TFCA Friday: Week of June 30th, 2017

June 30, 2017

Welcome to TFCA Friday, a weekly round-up of film reviews and articles by TFCA critics.

Opening this Week

Baby Driver (dir. Edgar Wright)

Summer can finally start now: Baby Driver is that blast of energy we’ve all been waiting for” — PH

Like Edgar Wright saw Refn’s Drive and said ‘let me show you how to make this fun’” — RS

Wright’s most perfect film, and it’s doubtful that any other studio released films this summer could hope to clear Baby Driver‘s ludicrously high set bar” — AP

Fast and furious and fun as hell, but its cinema of cool may melt down in the coming years, another artifact of reckless, headstrong youth” — BH

Easily one of the best rides of the summer” — CK

Wright’s most ambitious and best movie” — GS

Delivers a movie-going experience so giddy and thrilling that at times it feels like a wholly new kind of cinema” — NW

The Beguiled (dir.

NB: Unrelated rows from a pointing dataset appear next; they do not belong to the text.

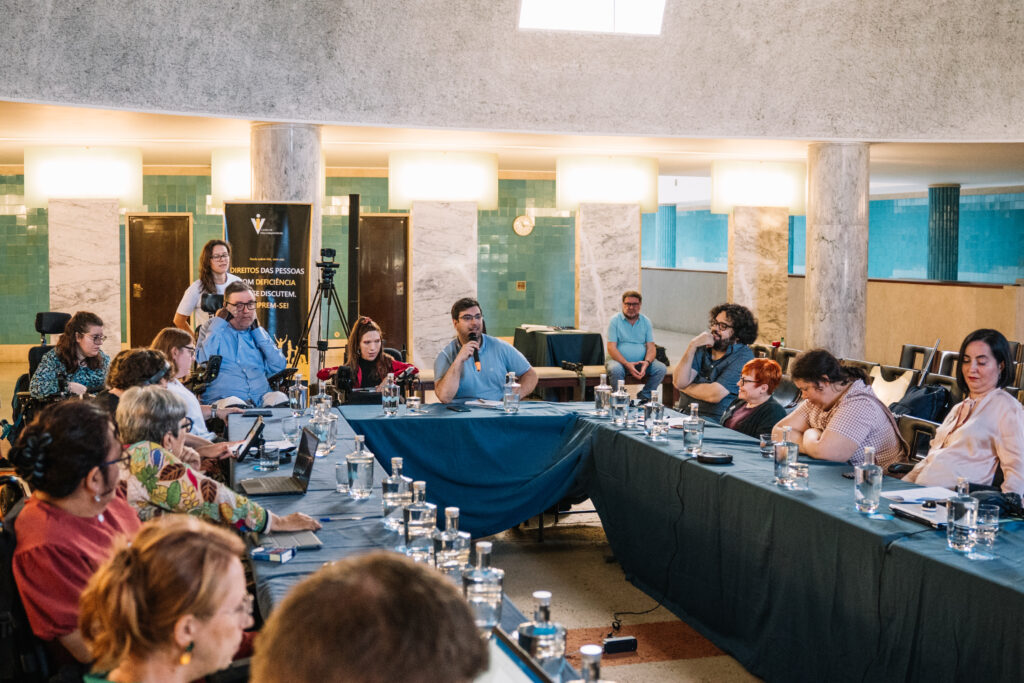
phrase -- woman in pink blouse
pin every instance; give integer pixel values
(985, 429)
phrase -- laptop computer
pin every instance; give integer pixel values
(297, 483)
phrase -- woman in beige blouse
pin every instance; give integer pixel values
(985, 429)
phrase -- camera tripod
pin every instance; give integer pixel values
(325, 292)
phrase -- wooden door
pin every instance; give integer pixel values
(159, 249)
(384, 275)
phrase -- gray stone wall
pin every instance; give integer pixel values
(870, 70)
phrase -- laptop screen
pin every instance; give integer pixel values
(304, 458)
(247, 442)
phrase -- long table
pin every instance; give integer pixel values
(796, 585)
(341, 538)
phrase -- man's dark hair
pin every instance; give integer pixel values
(1000, 351)
(463, 304)
(236, 287)
(368, 619)
(818, 365)
(61, 445)
(744, 326)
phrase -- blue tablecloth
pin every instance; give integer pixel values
(498, 469)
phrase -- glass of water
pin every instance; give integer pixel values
(291, 429)
(268, 460)
(985, 531)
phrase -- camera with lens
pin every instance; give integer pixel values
(211, 303)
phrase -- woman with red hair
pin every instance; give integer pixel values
(754, 412)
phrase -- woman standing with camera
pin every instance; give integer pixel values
(214, 263)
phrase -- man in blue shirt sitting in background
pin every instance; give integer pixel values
(631, 347)
(248, 353)
(459, 375)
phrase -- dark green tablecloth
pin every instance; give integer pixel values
(797, 585)
(550, 347)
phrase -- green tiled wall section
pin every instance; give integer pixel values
(545, 259)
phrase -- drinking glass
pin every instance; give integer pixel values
(268, 460)
(291, 429)
(985, 531)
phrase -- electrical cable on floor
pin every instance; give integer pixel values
(616, 622)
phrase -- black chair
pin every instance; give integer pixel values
(955, 395)
(783, 355)
(908, 356)
(947, 363)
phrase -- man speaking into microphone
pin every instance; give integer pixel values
(474, 365)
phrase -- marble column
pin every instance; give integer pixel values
(758, 271)
(665, 237)
(943, 231)
(836, 288)
(288, 165)
(85, 262)
(442, 267)
(607, 239)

Sofia Coppola)

The notion that these southern belles are in any way the ‘weaker sex’ is quietly and efficiently dispelled” — LB

Tips into turgidity, failing to turn intensity into urgency” — NW

You can almost feel Coppola dithering between letting loose with the Southern Gothic madness or clamping down on it” — CK

Rich in period atmosphere with an authentic feel of the confusion of the civil war” — GS

One of Coppola’s finest and most captivating efforts to date” — AP

The Big Sick (dir. Michael Showalter)

The movie is very nearly stolen by Hunter and Romano, who deliver their best performances in years as Emily’s parents Beth and Terry” — PH

The Big Sick is not only necessary, it’s downright revolutionary” — BH, with an awesome feature on the film

Epic for a romcom” — KG, with a CBC Radio review

This is a comedy fuelled by honesty and specificity” — RS, with a must-read cover story

Pleasantly funny from start to end” — GS

Not your typical boy-meets-girl story, but that’s kind of the point” — CK
Every ounce of good will and praise being showered upon it is well deserved” — AP<

Despicable Me 3 (dirs. Pierre Coffin, Kyle Balda, Eric Guillon)

Clutching at air rather than fresh ideas, Despicable Me 3 further dilutes the delightfully droll villainy” — PH

Sometimes it doesn’t take much to please me. Despicable Me 3 isn’t much, but it did please me

Kids will love this” — GS

I mean, I could take more, if they’d only try to do less” — LL

There are plenty of self-deprecating winks, suggesting that the creative team are as mystified by Despicable Me’s appeal as the parents are” — RS

The House (dir. Andrew Jay Cohen)

Was there even a script when filming started? How did things get this bad? Am I in hell? The shoddy existence of The House raises more existential questions than the current revival of Twin Peaks, but none of these questions are worth answering” — AP

In The Name Of All Canadians (dirs. Ariel Nasr & Aisha Jamal, Patrick Reed & Andréa Schmidt, Karen Chapman, Khoa Lê, Jérémie Wookey & Annick Marion, Vivian Belik & Jennifer Bowen-Allen)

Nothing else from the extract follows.